Bob Boone was drafted by the Philadelphia Phillies in the sixth round (126th overall) of the 1969 amateur draft after attending Stanford University where he was admitted to the Zeta Psi fraternity. He was brought to the majors in late 1972. While Boone never had excellent hitting numbers, he was a phenomenal defensive catcher, committing only eight errors and allowing only three passed balls in the 1977 season. Boone made the National League All-Star team three times in a Phillies uniform and helped the team win the 1980 World Series.
In 2005, Boone was inducted into the Philadelphia Baseball Wall of Fame.
In 1982, the Phillies decided to trade the veteran catcher to the California Angels following an unproductive year from Boone and also as a possible retaliation for Boone's key role in leading the players in negotiations during the 1981 Major League Baseball strike. However, Boone rebounded by throwing out 21 of the first 34 steal attempts and helping the Angels to the AL West title. In 1983, he made his fourth and final All-Star appearance.
As a free agent, Boone signed with the Kansas City Royals, but a broken finger in 1990 led to his retirement at age 42 following his shortened season.
Boone was a career .254 hitter with 105 home runs (HR) and 826 runs batted in (RBI), in 2,264 games. He was selected an All-Star in 1976, 1978-79, and 1983. Boone was one of the top defensive catchers of his era, winning seven Gold Glove awards. He caught 2,225 games in a 19-year big league career, a record which was later broken by Carlton Fisk (2,226) (the record currently held by Iván Rodríguez, with 2,427). Boone caught 117 shutouts during his career, ranking him tied for 13th all-time among major league catchers.

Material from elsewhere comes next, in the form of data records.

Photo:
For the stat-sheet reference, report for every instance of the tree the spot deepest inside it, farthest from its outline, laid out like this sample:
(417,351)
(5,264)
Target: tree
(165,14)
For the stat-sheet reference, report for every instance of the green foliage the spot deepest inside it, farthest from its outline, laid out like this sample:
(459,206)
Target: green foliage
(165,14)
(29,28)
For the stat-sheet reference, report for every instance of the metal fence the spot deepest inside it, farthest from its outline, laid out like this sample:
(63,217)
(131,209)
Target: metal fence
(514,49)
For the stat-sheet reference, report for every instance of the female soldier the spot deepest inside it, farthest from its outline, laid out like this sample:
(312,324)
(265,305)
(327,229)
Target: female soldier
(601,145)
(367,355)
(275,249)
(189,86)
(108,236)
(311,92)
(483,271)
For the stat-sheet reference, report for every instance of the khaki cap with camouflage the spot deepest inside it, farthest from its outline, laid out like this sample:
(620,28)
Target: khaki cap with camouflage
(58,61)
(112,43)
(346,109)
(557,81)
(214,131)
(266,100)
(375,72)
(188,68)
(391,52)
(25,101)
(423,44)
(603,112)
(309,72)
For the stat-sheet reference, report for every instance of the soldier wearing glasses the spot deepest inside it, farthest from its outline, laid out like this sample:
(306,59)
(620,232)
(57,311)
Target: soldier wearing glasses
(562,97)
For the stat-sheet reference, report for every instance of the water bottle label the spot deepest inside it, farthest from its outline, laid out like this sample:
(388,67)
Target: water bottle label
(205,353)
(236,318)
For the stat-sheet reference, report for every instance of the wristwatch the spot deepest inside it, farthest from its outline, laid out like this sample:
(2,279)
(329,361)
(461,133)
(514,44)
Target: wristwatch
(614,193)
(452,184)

In 1990, just after Boone retired as a player, a group trying to bring an MLB franchise to Orlando (called the Orlando SunRays) hired him to be its first manager. The job was contingent on Orlando being awarded a National League franchise to begin play in 1993; the NL instead chose Miami and Denver.
Boone returned to the Royals in 1995 as the team's manager but was let go during the 1997 season after a third straight sub-.500 season. In 2001, he was hired to be the skipper of the Cincinnati Reds, replacing Jack McKeon. However, after another two and a half sub-.500 seasons, the Reds replaced Boone with Ray Knight, on July 28, 2003.
|Team||Year||Regular Season||Post Season|
|Won||Lost||Win %||Finish||Won||Lost||Win %||Result|
|KC||1995||70||74||.486||2nd in AL Central||-||-||-||-|
|KC||1996||75||86||.466||5th in AL Central||-||-||-||-|
|KC||1997||36||46||.439||5th in AL Central||-||-||-||(fired)|
|CIN||2001||66||96||.407||5th in NL Central||-||-||-||-|
|CIN||2002||78||84||.481||3rd in NL Central||-||-||-||-|
|CIN||2003||46||58||.442||5th in NL Central||-||-||-||(fired)|
He currently serves as Assistant General Manager and Vice President of Player Development for the Washington Nationals.
Besides his baseball family, Bob and his family are descendants of American pioneer Daniel Boone. Bob Boone and his wife, Susan Boone, have three sons. Two of his sons, Aaron Boone and Bret Boone, are former Major League Baseball players.
Bob Boone's extended family are considered sportsmen. His mother, Patsy Boone, was a synchronized swimmer who swam with Esther Williams in the movies. His sister Terry Boone was a champion swimmer, and his brother Rod Boone was a college baseball star who played Triple-A ball in the Astros and Royals organizations.